FUNDC2, also known as HCBP6, is a highly conserved and ubiquitously expressed mitochondrial outer membrane protein. It plays crucial roles in multiple biological processes, associated with pathways such as ferroptosis, mitochondrial fusion, platelet activation, and the AKT signaling pathway. Its functions are of great significance in various physiological and pathological conditions [1,2,3,5].

In gene knockout studies, FUNDC2-knockout mice have provided valuable insights. For instance, knockout of FUNDC2 protected mice from doxorubicin-induced cardiac injury by preventing ferroptosis, suggesting its role in this form of cell death [1]. In liver tumorigenesis, knockdown of FUNDC2 in mice inhibited liver tumorigenesis as it promotes liver tumorigenesis by inhibiting MFN1-mediated mitochondrial fusion [2]. In platelets, FUNDC2-knockout mice displayed deficiency in haemostasis and thrombosis, indicating its positive regulation of platelet functions via the AKT/GSK-3β/cGMP axis [3]. In triple-negative breast cancer, silencing FUNDC2 in TNBC cells significantly reduced cell proliferation, migration and invasion, and suppressed tumor growth in mouse xenografts [4].

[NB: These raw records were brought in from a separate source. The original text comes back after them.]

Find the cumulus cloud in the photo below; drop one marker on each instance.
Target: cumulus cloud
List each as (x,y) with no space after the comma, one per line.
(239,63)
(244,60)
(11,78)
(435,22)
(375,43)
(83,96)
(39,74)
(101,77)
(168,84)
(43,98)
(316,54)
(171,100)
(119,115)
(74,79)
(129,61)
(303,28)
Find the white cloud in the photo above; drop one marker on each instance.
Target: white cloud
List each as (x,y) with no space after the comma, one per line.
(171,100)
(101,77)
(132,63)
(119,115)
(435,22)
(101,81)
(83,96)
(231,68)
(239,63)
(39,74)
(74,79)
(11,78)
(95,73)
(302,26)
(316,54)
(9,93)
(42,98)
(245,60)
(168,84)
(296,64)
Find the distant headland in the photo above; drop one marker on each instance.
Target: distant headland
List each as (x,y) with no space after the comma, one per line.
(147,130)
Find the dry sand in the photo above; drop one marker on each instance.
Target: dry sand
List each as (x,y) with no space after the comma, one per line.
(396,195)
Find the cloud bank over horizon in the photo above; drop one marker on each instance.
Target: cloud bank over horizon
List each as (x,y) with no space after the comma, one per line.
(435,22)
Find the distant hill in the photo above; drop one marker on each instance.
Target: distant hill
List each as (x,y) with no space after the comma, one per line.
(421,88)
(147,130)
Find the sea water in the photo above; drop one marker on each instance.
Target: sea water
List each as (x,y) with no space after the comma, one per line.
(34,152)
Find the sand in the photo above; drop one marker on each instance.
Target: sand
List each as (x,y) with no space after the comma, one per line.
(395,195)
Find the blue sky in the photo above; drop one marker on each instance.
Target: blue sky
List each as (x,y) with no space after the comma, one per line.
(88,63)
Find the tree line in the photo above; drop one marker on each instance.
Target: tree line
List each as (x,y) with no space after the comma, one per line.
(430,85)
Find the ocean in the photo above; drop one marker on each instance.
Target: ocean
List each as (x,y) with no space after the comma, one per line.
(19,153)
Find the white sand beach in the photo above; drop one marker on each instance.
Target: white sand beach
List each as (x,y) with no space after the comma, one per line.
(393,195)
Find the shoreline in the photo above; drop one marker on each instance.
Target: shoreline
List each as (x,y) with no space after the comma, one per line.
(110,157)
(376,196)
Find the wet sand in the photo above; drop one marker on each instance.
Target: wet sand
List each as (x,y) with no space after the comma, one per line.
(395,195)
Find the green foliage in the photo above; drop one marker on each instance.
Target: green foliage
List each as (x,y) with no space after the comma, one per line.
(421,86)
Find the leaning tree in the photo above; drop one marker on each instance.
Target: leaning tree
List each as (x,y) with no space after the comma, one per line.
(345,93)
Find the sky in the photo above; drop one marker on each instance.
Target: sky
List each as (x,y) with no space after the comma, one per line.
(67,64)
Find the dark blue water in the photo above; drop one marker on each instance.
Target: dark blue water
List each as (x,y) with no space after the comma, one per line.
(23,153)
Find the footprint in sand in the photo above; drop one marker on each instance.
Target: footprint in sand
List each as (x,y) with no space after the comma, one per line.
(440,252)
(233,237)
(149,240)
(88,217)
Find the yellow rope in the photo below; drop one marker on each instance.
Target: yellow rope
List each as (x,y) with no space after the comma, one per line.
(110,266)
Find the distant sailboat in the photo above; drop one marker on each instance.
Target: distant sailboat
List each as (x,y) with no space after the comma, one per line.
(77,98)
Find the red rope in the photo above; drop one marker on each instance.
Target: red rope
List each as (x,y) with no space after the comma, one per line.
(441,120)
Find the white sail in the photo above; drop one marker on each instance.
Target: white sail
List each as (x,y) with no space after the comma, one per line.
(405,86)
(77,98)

In conclusion, FUNDC2 is a key mitochondrial protein involved in diverse biological functions. Studies using KO mouse models have revealed its roles in diseases like doxorubicin-induced cardiomyopathy, liver tumorigenesis, platelet-related disorders, and triple-negative breast cancer, highlighting its potential as a therapeutic target in these disease areas.